Bridesmaids succeeded because it took a simple story that a lot of women have experienced — over the course of planning and executing a friend’s wedding, two women grapple with their different priorities and stages in life — and told it well and with a great deal of warmth, pain, and humor. And it told that story to completion. We don’t need a sequel to it because the story is over. Which is why it’s heartening first to hear that Kristen Wiig and Annie Mumolo are smart enough to have decided that they don’t want to do a sequel, and depressing to hear that Universal might bull ahead without them anyway.

The Hollywood Reporter story that breaks that news contains two interesting, and I think indicative, tidbits. First, that the cast’s bonuses, which while more than I make in a year, were relatively stingy compared to the overall financial success of the movie. And second, that Wiig has a bunch of small, smart projects lined up. Both of those things seem to me to say something about the limited things Bridesmaids will be able to change in Hollywood. One of the reasons Bridesmaids impressed me so much was how deep the cast was: even the characters who got the least screen time had funny, sharp moments and the actresses nailed them. I’d be curious to know what the actors on The Hangover movies got as bonuses, but I’d be willing to bet that they’re more than $100,000, and this is an example of how the Hollywood pay gap is alive and well. If women making successful movies doesn’t get them paid like men, it’s not clear what will.

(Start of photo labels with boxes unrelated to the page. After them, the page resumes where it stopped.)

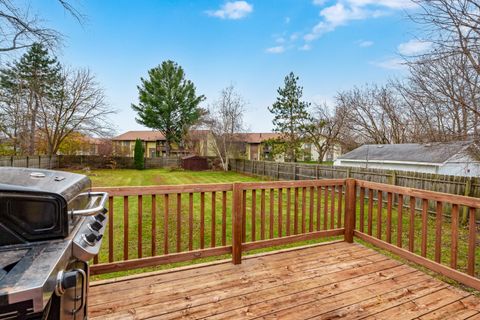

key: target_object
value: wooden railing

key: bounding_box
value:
[91,179,480,290]
[91,180,345,275]
[354,181,480,290]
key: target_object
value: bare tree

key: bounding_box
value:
[336,86,408,144]
[206,85,246,171]
[305,104,347,163]
[0,0,84,52]
[411,0,480,74]
[38,69,114,154]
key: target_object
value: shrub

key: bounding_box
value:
[133,139,145,170]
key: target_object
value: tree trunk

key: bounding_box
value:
[165,140,171,158]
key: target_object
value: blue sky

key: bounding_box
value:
[32,0,428,133]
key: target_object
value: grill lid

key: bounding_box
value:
[0,167,91,203]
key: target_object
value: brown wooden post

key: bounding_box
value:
[232,183,243,264]
[345,179,357,243]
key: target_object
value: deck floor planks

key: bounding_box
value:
[89,242,480,320]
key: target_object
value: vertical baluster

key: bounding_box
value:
[210,191,217,248]
[359,187,365,232]
[337,186,343,228]
[137,194,143,258]
[302,187,307,233]
[108,197,114,262]
[286,188,292,236]
[152,194,157,257]
[163,194,169,254]
[308,187,315,232]
[330,186,335,229]
[123,196,128,260]
[188,193,193,251]
[278,188,283,238]
[421,199,428,257]
[367,189,373,236]
[293,188,298,234]
[435,201,443,263]
[450,204,458,269]
[377,190,383,239]
[252,189,257,241]
[177,193,182,252]
[270,189,275,239]
[408,196,415,252]
[397,194,403,248]
[242,190,246,242]
[222,191,227,246]
[467,208,477,276]
[260,189,265,240]
[317,186,322,231]
[323,186,328,230]
[200,192,205,249]
[387,192,393,243]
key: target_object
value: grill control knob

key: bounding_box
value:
[90,220,103,231]
[95,213,106,222]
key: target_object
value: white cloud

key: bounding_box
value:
[357,40,373,48]
[372,58,406,70]
[298,43,312,51]
[265,46,285,54]
[348,0,418,10]
[397,39,432,56]
[206,1,253,20]
[303,0,417,42]
[303,2,385,41]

Second, I think there’s something feminist in Wiig’s decision to walk away from a potential franchise for which she was likely offered way more than her bonus. Bridesmaids would lose, just as Sex and the City and Nancy Meyers’ movies are to a certain extent a loss, if the lesson that studio executives take away from it is that this is the girl movie, or the kind of girl movie, they’ll make. We don’t need 47 Sex and the City movies. We don’t need 50 movies where the jokes is that Melissa McCarthy is fat and crude and sexually aggressive in exactly the same way. What we need is for Kristen Wiig to go off and become the kind of star who can turn a bunch of different movies into hits. And we need the same thing for Melissa McCarthy and Maya Rudolph and Alison Brie and a bunch of other insanely talented, gorgeous women. Franchises are a good thing, they provide reliable paychecks to working actors, but they’re also a way of sticking people in silos.